An engineer for Palm Beach County’s Water Utilities Department was suspended without pay for two weeks after he reported that a contractor hadn’t met code. Michael Gleman is suing the county over the suspension, a loss of more than $4,000, after he reported that the contractor hadn’t met code in installing electric devices at the county’s water treatment plant. He filed the lawsuit on Dec. 14, citing the state’s “Public Sector Whistleblower Act.”
According to a report from My Palm Beach Post, Gleman’s suspension notice says he made “false and misleading statements.” Gleman claims that at meeting of the county’s contract review committee, he disclosed that four supervisors had asked him to attend to recommend Cardinal Contractors be paid for $45,000 in supplemental work on a degasifier. That’s a device that removes dissolved carbon dioxide.
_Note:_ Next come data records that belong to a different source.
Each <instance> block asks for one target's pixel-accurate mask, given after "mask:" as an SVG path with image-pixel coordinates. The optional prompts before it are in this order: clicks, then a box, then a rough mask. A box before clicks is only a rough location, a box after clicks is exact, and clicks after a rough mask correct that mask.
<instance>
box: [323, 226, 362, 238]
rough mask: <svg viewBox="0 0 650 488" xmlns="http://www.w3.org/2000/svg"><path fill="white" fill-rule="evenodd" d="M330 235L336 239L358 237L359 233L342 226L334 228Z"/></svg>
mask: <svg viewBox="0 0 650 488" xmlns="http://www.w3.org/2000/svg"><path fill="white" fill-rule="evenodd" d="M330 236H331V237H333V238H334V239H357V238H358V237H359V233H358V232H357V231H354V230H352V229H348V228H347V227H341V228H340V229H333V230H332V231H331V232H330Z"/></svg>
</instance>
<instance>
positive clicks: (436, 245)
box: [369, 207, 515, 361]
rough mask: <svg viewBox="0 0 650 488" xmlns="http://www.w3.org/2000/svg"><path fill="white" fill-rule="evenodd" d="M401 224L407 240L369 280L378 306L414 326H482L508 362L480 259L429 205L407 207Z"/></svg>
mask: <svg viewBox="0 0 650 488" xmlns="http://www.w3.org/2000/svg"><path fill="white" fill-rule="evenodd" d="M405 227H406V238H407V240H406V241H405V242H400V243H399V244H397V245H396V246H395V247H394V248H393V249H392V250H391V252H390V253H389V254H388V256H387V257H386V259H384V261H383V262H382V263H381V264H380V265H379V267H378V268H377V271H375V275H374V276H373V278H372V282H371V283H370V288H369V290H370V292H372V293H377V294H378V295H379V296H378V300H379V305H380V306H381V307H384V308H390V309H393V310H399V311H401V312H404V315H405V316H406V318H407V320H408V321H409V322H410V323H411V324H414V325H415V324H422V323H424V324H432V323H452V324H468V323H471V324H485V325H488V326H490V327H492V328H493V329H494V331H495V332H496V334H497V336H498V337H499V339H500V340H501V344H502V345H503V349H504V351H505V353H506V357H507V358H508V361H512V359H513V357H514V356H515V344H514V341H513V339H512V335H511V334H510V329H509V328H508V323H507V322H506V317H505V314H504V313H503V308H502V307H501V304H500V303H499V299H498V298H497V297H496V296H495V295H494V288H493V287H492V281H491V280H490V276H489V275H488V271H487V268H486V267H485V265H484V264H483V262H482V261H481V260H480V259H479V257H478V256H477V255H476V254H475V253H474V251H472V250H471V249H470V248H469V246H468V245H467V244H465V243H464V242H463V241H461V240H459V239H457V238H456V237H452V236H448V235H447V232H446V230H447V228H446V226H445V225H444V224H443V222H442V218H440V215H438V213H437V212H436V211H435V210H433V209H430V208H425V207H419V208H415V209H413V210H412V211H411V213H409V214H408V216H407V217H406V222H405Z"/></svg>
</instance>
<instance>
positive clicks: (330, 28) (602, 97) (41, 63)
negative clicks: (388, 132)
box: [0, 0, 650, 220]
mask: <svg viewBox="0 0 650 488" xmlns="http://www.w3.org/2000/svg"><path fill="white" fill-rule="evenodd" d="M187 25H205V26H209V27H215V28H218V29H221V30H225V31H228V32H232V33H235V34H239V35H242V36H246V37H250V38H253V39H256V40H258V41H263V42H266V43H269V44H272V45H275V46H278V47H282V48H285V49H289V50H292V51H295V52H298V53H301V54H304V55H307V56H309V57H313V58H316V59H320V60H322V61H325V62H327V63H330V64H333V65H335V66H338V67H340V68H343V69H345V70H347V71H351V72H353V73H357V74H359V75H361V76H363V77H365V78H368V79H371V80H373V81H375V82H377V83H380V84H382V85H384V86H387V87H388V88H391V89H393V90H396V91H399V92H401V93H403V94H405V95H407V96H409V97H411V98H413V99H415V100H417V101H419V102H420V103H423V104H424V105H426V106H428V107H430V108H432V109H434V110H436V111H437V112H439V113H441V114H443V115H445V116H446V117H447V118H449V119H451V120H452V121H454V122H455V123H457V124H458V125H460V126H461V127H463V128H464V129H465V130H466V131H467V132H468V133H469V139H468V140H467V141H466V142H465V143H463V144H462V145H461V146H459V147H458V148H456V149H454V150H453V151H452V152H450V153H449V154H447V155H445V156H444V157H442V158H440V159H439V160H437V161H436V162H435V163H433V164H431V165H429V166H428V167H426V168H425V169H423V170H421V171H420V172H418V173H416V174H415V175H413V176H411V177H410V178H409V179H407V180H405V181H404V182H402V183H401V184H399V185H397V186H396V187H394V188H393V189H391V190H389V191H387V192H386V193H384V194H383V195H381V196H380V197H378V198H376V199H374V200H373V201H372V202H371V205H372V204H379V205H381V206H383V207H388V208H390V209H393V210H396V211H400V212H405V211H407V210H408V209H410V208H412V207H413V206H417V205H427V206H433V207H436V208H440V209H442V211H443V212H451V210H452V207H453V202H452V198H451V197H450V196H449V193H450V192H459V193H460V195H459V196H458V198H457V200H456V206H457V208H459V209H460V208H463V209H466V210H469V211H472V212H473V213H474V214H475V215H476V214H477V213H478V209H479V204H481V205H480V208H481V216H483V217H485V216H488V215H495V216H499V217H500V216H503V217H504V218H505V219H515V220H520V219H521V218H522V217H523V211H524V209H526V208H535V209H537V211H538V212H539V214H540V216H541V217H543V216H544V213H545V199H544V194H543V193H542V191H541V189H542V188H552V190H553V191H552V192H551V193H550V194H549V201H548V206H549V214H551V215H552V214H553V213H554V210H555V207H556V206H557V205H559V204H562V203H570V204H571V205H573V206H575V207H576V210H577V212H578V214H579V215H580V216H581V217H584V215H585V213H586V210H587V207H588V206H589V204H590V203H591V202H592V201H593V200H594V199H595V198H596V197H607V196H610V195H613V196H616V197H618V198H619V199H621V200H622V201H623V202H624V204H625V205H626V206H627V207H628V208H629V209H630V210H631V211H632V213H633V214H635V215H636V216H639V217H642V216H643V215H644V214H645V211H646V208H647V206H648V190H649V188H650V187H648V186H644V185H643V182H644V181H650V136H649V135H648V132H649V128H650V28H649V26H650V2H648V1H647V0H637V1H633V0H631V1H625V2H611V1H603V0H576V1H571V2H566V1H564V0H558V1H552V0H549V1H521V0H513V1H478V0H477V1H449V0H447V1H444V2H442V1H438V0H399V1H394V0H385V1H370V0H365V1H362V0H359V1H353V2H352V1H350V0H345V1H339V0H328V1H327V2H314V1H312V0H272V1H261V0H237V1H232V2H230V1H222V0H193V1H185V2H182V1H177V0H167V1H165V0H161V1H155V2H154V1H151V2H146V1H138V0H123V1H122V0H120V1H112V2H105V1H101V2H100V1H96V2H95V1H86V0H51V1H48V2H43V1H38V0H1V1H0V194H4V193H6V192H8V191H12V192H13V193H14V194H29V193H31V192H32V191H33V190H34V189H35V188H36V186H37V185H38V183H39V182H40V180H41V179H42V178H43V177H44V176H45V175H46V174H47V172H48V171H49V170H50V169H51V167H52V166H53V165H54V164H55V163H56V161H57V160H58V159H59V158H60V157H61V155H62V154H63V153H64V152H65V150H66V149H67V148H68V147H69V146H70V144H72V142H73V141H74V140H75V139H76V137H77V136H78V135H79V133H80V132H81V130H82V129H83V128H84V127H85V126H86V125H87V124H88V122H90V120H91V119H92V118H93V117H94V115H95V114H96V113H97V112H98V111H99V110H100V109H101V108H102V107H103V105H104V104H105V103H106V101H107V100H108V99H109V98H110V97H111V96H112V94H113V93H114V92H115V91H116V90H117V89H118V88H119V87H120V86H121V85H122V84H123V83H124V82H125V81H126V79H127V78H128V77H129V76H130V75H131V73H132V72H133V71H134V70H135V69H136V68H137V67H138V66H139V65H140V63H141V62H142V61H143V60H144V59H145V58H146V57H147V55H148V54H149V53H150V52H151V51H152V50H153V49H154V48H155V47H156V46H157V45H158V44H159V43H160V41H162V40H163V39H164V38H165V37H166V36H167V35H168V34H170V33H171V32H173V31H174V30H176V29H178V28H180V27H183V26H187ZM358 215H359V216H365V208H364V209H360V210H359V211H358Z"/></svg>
Gleman, the county’s project manager for the original work, says he told the committee he was urged to do so despite the fact that previous work the firm had done at the county’s Water Treatment Plant 3 didn’t meet national or county code and created a hazardous work condition. Gleman said he was suspended a month after the meeting, My Palm Beach Post reported.
A memo with Gleman’s suspension notice says the original $1.64 million degasifier project “simply expanded” installation of some electric conduits on top of a concrete slab in connection to the membrane filtration at the plant, in operation since 2004. It said the added work raised the conduits so they wouldn’t be a tripping hazard.
“No electrical code or OSHA violation has ever been issued at Water Treatment Plant #3,” the memo said.